Berdasarkan data BNPB terdapat 25 kabupaten/kota di Jawa Timur yang mengalami siaga bencana kekeringan yang diperkirakan memberikan dampak cukup parah bagi masyarakat. Pada tahun 2019 kita dapat merasakan dampak akibat eksploitasi gumuk di Kabupaten Jember berupa kekeringan pada beberapa daerah. Pada bulan Agustus 2019 BPBD Kabupaten Jember mulai mendistribusikan air bersih ke wilayah yang mengalami krisis air bersih. Distribusi air bersih oleh BPBD Jember telah dilakukan sebanyak tiga kali pada Lingkungan Tegalbatu Kecamatan Patrang, dan dua kali di Desa Karangharjo Silo.

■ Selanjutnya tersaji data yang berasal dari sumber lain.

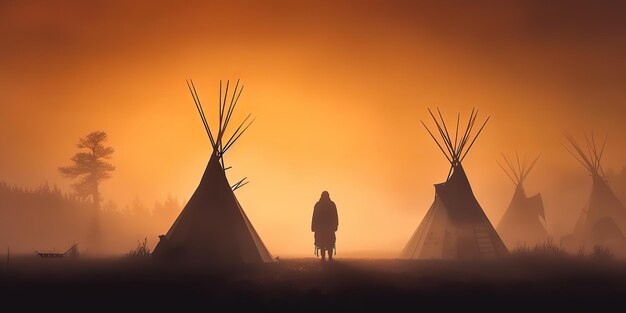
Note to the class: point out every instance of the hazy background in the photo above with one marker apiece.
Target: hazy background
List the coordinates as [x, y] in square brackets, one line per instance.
[338, 89]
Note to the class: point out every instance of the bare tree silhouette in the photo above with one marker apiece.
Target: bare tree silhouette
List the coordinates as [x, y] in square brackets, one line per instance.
[89, 169]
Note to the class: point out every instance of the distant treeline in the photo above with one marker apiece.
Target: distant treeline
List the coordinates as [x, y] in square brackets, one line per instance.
[45, 218]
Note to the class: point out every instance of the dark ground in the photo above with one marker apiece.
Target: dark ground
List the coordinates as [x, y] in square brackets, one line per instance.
[306, 285]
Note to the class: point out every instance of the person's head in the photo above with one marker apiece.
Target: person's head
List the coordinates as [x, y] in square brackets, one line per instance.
[325, 195]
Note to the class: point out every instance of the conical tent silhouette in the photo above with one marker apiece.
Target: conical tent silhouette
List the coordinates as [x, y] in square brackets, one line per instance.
[523, 222]
[213, 228]
[455, 226]
[603, 211]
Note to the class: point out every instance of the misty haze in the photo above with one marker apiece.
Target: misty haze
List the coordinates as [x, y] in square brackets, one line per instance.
[326, 155]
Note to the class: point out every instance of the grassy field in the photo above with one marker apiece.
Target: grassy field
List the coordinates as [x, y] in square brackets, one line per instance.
[308, 285]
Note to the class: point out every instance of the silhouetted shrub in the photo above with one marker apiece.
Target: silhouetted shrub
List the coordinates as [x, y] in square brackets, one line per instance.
[601, 252]
[142, 249]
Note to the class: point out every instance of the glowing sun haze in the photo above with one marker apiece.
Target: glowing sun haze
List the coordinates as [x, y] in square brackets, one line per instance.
[338, 90]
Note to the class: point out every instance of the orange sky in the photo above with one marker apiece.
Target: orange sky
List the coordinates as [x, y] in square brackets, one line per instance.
[338, 90]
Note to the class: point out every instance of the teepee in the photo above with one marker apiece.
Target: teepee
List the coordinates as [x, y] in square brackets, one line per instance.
[455, 226]
[523, 222]
[604, 216]
[213, 228]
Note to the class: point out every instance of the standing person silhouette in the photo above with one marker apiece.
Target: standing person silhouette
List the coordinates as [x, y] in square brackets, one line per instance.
[324, 224]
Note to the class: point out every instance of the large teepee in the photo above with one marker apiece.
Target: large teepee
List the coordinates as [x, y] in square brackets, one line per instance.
[213, 228]
[523, 222]
[604, 217]
[455, 226]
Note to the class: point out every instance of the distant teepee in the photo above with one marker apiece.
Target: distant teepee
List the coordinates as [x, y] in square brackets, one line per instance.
[455, 226]
[603, 219]
[213, 228]
[523, 222]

Upaya yang dapat dilakukan untuk menghentikan eksploitasi gumuk yang berlebihan tersebut perlu kerja sama yang baik (sinergis) di antara tiga pilar, yaitu struktural, kultural, dan teknis sektoral untuk berfungsi strategis. Pilar struktural menyangkut komitmen para pengambil kebijakan, yaitu bupati, walikota, dan gubernur. Pilar struktural dengan kekuasaannya akan melahirkan kebijakan, program dan regulasi yang advokatif ekologi. Pilar kultural menyangkut kekuatan berbagai elemen masyarakat yang telah terbangun kesadaran dan komitmennya untuk advokatif terhadap pelestarian alam (tokoh agama, tokoh masyarakat, dunia pendidikan, LSM, dan berbagai komunitas lainnya). Pilar teknis menyangkut institusi teknis yang secara fungsional mengemban fungsi pelayanan ekologi. Sumber daya manusianya dituntut memiliki kapabilitas, berdedikasi, dan peduli serta dilengkapi sarana dan prasarana yang memadai. Untuk melaksanakan program konservasi lingkungan terutama menghentikan ekploitasi gumuk di Jember tugas tiga pilar tersebut tidaklah mudah perlu ada sosialisasi yang terus menerus dilakukan oleh para pemerhati lingkungan.

*) Penulis adalah mahasiswa Pascasarjana Program studi Magister Pengelolaan Sumberdaya Air Lingkungan, Universitas Jember.